2026/05/31

制作?プロデューサー?お母さん?

 映画やドラマ、音楽などの分野において、企画の立ち上げ、資金調達、出演者や各スタッフとの調整、予算やスケジュールの管理などを担う役割の人は、一般的に「プロデューサー」と言われています。舞台芸術分野でも同様ですが、日本の舞台芸術の中でも特に小劇場業界では「制作者」と呼ぶことが多いのではないでしょうか。役割としてはほとんど「プロデューサー」ですが、カンパニーによっては役割や責任を細分化しているために、「プロデューサー」という言葉をあえて使わないというところもあると聞きます。私が小劇場業界に入ってまだ間もない頃、ある先輩制作者から「制作者ってお母さんみたいなものだよね」と言われたことがあります。確かに、全体的な進行管理を意識しながら場合によっては各所で関係者をけしかけたり、公演時には裏では食事の手配、表では観客のために右往左往し、時には俳優の悩みまで聞く先輩制作者を見ていると、お母さんと称されるのも納得がいきます。私自身、しばらくそれが日本における「制作者」のあるべき姿なのだろうと思っていました。しかし、韓国との交流事業をおこなった時のことです。通常の公演時のように昼食のお弁当を用意していると、お弁当を取りにきた韓国俳優が私にお弁当を用意してくれたことの感謝とともに「あなたは食べたんですか?」と聞いてきました。まだ食べていないと答えると「ではまずあなたが選んでください」と言われました。
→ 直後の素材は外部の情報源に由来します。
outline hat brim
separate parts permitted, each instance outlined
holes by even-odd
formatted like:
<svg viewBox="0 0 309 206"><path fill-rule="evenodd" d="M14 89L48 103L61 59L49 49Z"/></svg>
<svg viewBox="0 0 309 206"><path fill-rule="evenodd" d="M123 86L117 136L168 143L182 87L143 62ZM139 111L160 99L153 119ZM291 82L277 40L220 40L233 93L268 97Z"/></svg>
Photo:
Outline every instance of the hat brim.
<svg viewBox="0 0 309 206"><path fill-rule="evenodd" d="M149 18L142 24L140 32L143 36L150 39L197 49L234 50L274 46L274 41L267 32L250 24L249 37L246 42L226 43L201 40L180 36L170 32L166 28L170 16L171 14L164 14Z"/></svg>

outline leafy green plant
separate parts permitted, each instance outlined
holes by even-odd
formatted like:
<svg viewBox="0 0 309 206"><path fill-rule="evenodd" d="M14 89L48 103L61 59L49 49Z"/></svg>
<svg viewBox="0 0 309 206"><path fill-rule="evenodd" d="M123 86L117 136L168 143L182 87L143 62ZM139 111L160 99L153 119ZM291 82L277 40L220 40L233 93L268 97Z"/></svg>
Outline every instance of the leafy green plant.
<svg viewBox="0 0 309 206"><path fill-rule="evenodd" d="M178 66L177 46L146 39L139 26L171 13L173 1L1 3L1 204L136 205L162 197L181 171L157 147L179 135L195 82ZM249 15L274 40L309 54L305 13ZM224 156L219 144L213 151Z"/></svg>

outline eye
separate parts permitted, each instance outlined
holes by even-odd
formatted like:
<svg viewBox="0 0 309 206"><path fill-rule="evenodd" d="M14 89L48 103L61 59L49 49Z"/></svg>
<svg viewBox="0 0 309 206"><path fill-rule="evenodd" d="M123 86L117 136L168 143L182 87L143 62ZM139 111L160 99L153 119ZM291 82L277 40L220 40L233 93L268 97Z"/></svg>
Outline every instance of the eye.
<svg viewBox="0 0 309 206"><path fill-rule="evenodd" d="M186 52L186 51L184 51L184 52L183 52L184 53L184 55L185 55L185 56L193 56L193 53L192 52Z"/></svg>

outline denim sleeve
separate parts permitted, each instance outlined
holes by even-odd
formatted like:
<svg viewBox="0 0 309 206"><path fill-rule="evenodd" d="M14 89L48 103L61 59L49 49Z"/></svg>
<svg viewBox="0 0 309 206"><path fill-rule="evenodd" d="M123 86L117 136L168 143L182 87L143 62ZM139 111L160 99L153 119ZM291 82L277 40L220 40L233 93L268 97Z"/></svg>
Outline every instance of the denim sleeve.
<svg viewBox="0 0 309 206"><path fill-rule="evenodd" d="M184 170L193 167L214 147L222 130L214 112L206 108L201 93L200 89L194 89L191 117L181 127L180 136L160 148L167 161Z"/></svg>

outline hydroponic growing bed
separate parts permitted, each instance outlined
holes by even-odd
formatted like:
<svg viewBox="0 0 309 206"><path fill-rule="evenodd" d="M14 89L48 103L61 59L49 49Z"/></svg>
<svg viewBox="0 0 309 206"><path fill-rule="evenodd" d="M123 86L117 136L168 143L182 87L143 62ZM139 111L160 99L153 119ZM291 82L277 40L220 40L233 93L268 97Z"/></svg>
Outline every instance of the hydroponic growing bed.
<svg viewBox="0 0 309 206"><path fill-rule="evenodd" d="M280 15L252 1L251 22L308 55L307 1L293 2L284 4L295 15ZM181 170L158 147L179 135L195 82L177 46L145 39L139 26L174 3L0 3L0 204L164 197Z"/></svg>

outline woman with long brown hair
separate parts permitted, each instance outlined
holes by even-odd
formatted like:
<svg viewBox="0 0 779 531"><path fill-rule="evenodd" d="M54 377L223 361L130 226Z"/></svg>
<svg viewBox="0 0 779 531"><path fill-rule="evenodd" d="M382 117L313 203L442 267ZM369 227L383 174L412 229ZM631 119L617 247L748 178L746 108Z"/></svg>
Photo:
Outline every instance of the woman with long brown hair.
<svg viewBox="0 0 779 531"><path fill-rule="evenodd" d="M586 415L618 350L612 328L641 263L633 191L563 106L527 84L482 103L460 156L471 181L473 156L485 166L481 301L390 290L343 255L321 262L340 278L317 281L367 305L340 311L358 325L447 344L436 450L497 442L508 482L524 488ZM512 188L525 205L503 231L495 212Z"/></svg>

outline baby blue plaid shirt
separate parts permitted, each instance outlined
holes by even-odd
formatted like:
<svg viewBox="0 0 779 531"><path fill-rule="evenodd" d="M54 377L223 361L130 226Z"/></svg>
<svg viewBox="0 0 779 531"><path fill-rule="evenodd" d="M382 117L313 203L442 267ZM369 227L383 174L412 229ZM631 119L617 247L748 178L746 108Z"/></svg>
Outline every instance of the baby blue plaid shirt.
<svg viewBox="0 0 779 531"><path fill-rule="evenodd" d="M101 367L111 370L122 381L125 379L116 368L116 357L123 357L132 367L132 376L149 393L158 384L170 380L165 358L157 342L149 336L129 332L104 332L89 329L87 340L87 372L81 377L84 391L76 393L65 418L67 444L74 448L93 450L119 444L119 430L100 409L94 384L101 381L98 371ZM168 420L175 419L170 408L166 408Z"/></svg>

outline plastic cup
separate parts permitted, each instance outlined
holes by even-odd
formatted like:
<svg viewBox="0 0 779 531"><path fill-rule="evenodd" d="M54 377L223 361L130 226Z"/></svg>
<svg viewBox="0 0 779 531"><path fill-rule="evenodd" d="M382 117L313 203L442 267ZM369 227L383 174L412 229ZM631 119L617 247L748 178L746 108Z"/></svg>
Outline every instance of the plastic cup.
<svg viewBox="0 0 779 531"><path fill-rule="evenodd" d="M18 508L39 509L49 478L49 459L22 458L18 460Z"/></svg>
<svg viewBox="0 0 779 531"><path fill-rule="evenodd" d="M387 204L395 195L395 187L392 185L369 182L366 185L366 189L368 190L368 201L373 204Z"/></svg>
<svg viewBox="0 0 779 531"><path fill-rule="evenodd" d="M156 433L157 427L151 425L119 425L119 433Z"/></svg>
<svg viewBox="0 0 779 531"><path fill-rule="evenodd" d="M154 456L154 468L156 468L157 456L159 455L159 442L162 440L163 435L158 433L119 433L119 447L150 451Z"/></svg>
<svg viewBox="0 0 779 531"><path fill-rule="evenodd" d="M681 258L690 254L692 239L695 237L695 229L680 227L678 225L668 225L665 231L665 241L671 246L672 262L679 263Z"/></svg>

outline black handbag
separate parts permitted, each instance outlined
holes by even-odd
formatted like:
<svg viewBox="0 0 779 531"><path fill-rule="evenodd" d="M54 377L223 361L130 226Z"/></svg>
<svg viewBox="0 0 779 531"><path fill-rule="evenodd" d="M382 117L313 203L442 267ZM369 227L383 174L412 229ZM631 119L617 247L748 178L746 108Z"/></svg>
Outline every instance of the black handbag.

当時制作者の立場では、お弁当はその公演に関わる全ての関係者に渡った最後に手に取るべきという暗黙の了解があったため、とても驚いたのを覚えています。 その俳優が特別に気を遣うタイプの俳優なのだろうと思ったのですが、その後、別の韓国俳優とも全て同じ問答を繰り返すことになりました。韓国人の配慮はすごいななどと思い、その感動を韓国側の制作者(韓国では一般的にプロデューサーというようです)に話したところ「プロデューサーだってプロジェクトの一員として同じ立場なんだから当然でしょう。なぜ感動するのか。」と不思議な顔をして言われました。 その時、私は「同じ立場」ということをどこかで忘れてしまっていたのだと反省しました。もちろん、これは「制作者もお弁当を率先して取るべき」などという話ではありません。制作者でもプロデューサーでも、あくまで、作品のために自分はどのような役割を引き受け、責任を持って遂行するかという意識の持ち方なのだということをあらためて考えさせられました。「集団で作品を作る」ということは、その為に必要なことへの意識が共有され、その中で自分がどの役割を引き受けるのか、そしてそれはそれ以外の役割を引き受けている人や仕事に対する敬意と共に進めるということなのではないでしょうか。以来私は制作者も創作の一員である、として責任による緊張感は高まるものの、胸を張って業務に取り組むようになりました。これは舞台芸術にとって非常に重要なことなのではないでしょうか。